Cessna Aircraft Company, headquartered in Wichita, Kansas, is a manufacturer of general aviation aircraft, primarily specializing in small, piston-powered aircraft and medium-sized business jets.
The company traces its history to June 1911, when Clyde Cessna, a farmer in Rago, Kansas, built a wood-and-fabric plane and became the first person to build and fly an aircraft between the Mississippi River and the Rocky Mountains. Clyde Cessna started his aircraft ventures in Enid, Oklahoma testing many of his early planes on the salt flats. When bankers in Enid would not loan him the money to build his planes, he moved to Wichita.
The Cessna Citation is a marketing name used by Cessna for its lines of business jets. Rather than one particular model of aircraft, the name applies to several "families" of turbofan-powered aircraft which have been produced over the years. Within each of the six distinct families, aircraft design improvements, market pressures and re-branding efforts have resulted in a number of variants, so that the Citation lineage has become quite complex.
In October, 1968, Cessna announced plans to build an eight-place business jet that, unlike its competition, would be suitable for operations from shorter airfields, essentially aiming to compete in the light-to-medium twin turboprop market, rather than the existing business jet market.
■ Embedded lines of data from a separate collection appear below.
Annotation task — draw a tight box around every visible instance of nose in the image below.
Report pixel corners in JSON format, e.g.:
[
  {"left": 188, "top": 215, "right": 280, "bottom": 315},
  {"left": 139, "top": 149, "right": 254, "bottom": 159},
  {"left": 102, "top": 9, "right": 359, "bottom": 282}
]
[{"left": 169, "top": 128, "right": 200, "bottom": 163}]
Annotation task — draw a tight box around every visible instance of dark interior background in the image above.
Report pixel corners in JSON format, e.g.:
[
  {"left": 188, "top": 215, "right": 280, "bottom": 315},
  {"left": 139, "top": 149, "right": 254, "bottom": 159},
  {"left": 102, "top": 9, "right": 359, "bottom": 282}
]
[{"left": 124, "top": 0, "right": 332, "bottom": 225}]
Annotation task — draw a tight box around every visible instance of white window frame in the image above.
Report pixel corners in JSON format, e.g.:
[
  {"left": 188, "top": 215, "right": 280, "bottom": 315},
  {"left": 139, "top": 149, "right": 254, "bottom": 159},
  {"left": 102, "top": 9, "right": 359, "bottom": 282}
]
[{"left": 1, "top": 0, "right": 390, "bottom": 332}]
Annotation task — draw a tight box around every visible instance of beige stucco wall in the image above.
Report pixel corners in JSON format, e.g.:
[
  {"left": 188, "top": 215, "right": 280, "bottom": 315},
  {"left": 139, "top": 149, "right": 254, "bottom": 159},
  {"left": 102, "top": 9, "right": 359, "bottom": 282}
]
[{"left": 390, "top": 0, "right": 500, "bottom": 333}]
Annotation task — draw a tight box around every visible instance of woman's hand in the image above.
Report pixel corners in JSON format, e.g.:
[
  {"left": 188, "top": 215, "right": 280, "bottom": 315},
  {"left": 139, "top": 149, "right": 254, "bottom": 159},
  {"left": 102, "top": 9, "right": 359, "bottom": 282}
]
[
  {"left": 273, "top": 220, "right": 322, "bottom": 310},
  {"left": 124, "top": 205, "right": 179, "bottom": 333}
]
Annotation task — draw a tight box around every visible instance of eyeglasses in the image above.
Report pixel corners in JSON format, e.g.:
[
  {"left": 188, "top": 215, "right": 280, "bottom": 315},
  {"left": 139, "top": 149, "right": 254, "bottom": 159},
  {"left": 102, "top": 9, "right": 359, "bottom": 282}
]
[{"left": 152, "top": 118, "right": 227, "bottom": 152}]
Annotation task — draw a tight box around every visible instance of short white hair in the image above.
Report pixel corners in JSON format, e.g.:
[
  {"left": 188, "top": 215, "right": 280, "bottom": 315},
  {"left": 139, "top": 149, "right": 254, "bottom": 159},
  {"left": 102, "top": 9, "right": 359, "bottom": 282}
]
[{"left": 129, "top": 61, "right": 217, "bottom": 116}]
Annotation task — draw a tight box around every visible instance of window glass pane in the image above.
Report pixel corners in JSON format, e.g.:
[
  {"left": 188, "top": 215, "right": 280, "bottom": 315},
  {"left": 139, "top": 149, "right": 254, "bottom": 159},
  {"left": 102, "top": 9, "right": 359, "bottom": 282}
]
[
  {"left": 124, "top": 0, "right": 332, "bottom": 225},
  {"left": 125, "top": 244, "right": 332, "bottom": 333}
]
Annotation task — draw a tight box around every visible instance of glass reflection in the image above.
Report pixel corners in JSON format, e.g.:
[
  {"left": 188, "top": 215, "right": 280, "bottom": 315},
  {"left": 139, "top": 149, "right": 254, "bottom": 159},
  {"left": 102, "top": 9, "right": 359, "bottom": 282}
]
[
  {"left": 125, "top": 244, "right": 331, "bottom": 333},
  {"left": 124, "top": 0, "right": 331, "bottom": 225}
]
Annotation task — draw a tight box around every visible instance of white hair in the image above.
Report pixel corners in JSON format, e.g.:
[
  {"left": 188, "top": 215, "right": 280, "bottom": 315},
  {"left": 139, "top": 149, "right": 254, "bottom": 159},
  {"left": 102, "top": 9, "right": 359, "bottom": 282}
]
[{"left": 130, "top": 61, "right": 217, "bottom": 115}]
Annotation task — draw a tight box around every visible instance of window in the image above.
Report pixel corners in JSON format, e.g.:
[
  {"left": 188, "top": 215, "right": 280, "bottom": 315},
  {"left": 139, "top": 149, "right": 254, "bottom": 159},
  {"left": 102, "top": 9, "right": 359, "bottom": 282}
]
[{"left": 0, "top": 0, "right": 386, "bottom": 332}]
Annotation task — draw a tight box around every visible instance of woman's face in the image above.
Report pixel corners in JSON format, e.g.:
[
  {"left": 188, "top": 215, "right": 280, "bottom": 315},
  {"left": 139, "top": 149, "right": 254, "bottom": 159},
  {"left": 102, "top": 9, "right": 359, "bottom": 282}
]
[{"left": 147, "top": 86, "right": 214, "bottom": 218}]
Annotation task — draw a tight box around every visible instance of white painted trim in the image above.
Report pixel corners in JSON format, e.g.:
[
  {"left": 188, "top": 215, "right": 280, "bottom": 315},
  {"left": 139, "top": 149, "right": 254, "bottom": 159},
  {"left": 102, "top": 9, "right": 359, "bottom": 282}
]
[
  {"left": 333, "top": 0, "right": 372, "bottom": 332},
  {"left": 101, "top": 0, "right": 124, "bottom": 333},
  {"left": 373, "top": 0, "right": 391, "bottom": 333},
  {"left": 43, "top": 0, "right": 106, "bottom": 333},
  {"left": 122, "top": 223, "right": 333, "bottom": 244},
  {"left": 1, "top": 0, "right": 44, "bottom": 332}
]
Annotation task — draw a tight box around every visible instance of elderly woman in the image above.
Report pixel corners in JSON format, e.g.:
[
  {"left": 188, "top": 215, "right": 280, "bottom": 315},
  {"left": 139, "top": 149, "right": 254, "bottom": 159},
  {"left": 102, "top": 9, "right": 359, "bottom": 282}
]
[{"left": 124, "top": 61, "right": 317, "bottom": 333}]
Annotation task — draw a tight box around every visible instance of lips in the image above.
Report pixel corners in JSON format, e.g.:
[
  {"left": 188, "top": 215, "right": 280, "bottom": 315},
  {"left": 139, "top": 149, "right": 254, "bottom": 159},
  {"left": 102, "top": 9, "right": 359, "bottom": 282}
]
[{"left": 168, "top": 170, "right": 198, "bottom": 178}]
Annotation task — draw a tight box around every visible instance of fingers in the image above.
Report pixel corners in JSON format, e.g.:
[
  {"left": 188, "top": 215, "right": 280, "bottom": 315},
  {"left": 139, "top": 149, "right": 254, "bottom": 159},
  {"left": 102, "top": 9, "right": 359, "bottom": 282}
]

First flight of the prototype aircraft, then called the FanJet 500, took place a little under a year later, on September 15, 1969. After a longer-than-expected development flight test program, during which the name Citation 500 was tried, and a number of changes to the design, the finished aircraft was debuted with the new name Citation (Model 500) and received its FAA certification in September, 1971. This was the beginning of a long line of Citation Jets of various designs and models.